LE RÉVEIL DE L’OURS


Non, rassurez-vous, vous ne le rencontrerez pas lors de vos prochaines randonnées.

Cet ours-là vous le trouverez dans les rues d’Arles-sur-Tech, Prats-de-Mollo et St Laurens de Cerdans. Il ne vous croquera pas, mais il vous poursuivra et vous entraînera dans une sorte de rite de passage où vous oscillerez entre peur ancestrale et envie d’en découdre.

Saint Laurent-de-Cerdans

A Saint Laurent, l’ours arrive par le haut du village, près de l’église. Il vient d’échapper au chasseur. Le voilà donc en fuite. La foule l’attend. Mais il n’est pas seul. Autour de l’ours gravitent bandas, coblas et de curieux personnages : Les Escalfadors (le Vieux et la Vieille) bras dessus bras dessous, les “Botifarrons”, meuniers  hilares qui barbouillent le visage des filles de boudin noir. Les Figueretes, jeunes femmes promptes à vous enduire la face de figues bien collantes. Puis il y a la Monaca. Inquiétant personnage masqué à double corps, elle virevolte et distribue des coups avec ses faux membres emplis de paille.

Els Enfarinats ou Botifarrons

Les chasseurs tentent d’attraper l’ours ; ils l’encerclent. Il s’enfuit encore dévalant les ruelles. Cabotin, le voilà à la fenêtre de la mairie, narguant ses détracteurs. Puis il poursuit sa route. Des enfants pleurent, d’autres s’étonnent de voir cet animal si grand, si impressionnant, si différent du nounours en peluche qui apaise leurs nuits.

Un drôle de Nounours

Ils ignorent (et c’est tant mieux ) qu’émoustillés par les premières ardeurs printanières, l’ours et ses acolytes nous invitent à une forme de bacchanale propre à réveiller nos élans amoureux.

Les Figueretes enduisent le visage de figues séchées

La mise en scène est assez coquine:
Le Vieux et la Vielle traînent un chauffe-lit en cuivre contenant du poil de cochon grillé qu’ils passent sous les jupes des filles pour réchauffer leur corps. Je vous laisse ensuite deviner la symbolique du boudin et des figues évoqués précédemment. Des jeunes hommes saisissent les demoiselles et les renversent dans un grand berceau dans lequel figure un poupon (en l’occurrence un homme en brassière). Elles ne seront relâchées qu’après avoir bu une rasade de muscat.

A ce stade, il est bon de mettre en perspective cette tradition. N’oublions pas qu’à l’époque, les occasions pour les jeunes hommes de poser la main sur les filles à marier étaient rares.

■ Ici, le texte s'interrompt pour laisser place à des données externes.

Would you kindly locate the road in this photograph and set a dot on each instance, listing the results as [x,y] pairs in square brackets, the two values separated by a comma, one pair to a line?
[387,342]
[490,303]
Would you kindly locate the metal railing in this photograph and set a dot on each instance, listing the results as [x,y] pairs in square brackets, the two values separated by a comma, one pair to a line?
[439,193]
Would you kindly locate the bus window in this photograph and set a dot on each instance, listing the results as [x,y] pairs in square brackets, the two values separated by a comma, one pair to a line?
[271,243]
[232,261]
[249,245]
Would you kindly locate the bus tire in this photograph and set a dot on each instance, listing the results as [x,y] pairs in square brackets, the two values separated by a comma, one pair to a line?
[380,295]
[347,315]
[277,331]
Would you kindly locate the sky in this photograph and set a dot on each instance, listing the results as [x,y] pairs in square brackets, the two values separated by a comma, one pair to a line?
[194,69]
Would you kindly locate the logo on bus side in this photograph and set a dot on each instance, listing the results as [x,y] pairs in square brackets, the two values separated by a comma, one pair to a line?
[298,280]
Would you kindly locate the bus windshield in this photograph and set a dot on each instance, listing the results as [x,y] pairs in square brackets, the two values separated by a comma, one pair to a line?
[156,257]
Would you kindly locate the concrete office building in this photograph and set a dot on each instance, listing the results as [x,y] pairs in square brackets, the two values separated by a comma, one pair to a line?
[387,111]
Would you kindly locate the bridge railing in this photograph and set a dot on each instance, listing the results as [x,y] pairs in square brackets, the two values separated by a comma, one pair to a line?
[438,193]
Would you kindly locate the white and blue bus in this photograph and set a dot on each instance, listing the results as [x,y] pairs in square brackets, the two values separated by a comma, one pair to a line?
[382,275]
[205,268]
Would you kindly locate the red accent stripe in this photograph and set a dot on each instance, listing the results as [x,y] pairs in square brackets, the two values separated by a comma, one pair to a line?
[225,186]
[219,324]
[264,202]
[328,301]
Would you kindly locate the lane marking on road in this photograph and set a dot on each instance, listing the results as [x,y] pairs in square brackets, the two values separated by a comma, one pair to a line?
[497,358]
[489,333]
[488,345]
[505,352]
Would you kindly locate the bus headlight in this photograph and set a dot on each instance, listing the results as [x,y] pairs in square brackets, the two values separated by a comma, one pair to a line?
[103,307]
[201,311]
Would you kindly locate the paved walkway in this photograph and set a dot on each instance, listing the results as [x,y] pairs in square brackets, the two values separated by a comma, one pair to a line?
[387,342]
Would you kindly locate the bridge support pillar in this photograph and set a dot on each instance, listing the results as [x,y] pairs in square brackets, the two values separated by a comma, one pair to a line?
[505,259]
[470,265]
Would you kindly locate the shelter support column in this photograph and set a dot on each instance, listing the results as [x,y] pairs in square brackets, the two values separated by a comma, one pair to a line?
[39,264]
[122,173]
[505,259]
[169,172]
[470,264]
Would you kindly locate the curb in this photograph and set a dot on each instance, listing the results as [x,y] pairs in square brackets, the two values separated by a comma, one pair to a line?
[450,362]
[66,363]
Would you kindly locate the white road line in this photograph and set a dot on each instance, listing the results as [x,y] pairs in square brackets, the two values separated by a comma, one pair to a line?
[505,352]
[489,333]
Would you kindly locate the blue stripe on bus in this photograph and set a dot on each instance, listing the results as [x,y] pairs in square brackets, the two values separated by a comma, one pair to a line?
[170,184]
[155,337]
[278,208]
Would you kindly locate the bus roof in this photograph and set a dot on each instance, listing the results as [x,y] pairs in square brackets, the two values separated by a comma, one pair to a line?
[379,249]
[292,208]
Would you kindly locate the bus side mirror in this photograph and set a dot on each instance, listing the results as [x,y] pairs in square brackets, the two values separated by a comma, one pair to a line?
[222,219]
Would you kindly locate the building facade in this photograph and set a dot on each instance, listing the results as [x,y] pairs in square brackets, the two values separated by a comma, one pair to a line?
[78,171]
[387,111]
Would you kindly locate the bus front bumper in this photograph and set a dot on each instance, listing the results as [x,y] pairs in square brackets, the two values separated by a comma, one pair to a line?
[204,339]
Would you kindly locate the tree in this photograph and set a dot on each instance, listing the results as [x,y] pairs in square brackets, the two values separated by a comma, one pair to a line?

Seules ces fêtes pouvaient permettre de tels débordements.

Aujourd’hui que le mouvement Me Too est passé par là, ne vous offusquez pas de cette tradition car l’esprit bon enfant prévaut, à entendre les rires des  « malheureuses victimes « de ces renversements.

Oui mais l’ours dans tout ça ??
L’infortuné plantigrade, d’abord objet d’un véritable culte païen, a été ensuite considéré comme un animal maléfique, voire lubrique. Dans de nombreux pays, on retrouve cette même légende universelle d’une vierge enlevée et outragée par un ours.
Au moyen âge, l’Eglise le redoute car il symbolise la force et, qui plus est, il est le seul animal à avoir posture humaine, dressé sur ses pattes arrières. Il sera donc chassé, d’abord des plaines où il vivait tranquille, puis repoussé sur les hauteurs, nous laissant croire aujourd’hui qu’il est un hôte naturel des cimes.

American Bear, Huile et xylographie Nicolas MALDAGUE

Mais revenons à Saint Laurent-de-Cerdans. L’ours est parvenu sur la place en bas du village. Encerclé par la foule nombreuse, désormais aux mains des chasseurs, le voilà résigné. Il sera rasé…. à la hache. Ainsi dépouillé de son animalité, l’ours devient homme.

Il s’avance vers l’assemblée et choisit sa bien-aimée qu’il invite à danser.

Total respect pour le sportif qui courut et sauta tout l’après-midi sous cette lourde pelisse !

Heureux , le visage poisseux, l’odeur du suif brulé encore dans nos narines, nous quittons le village avec le sentiment d’avoir participé à une dramaturgie ursine venue du fond des âges dont nous n’avons pas encore percé tous les mystères.

Il fallait bien un verre de bon vin local pour nous remettre de tout cela.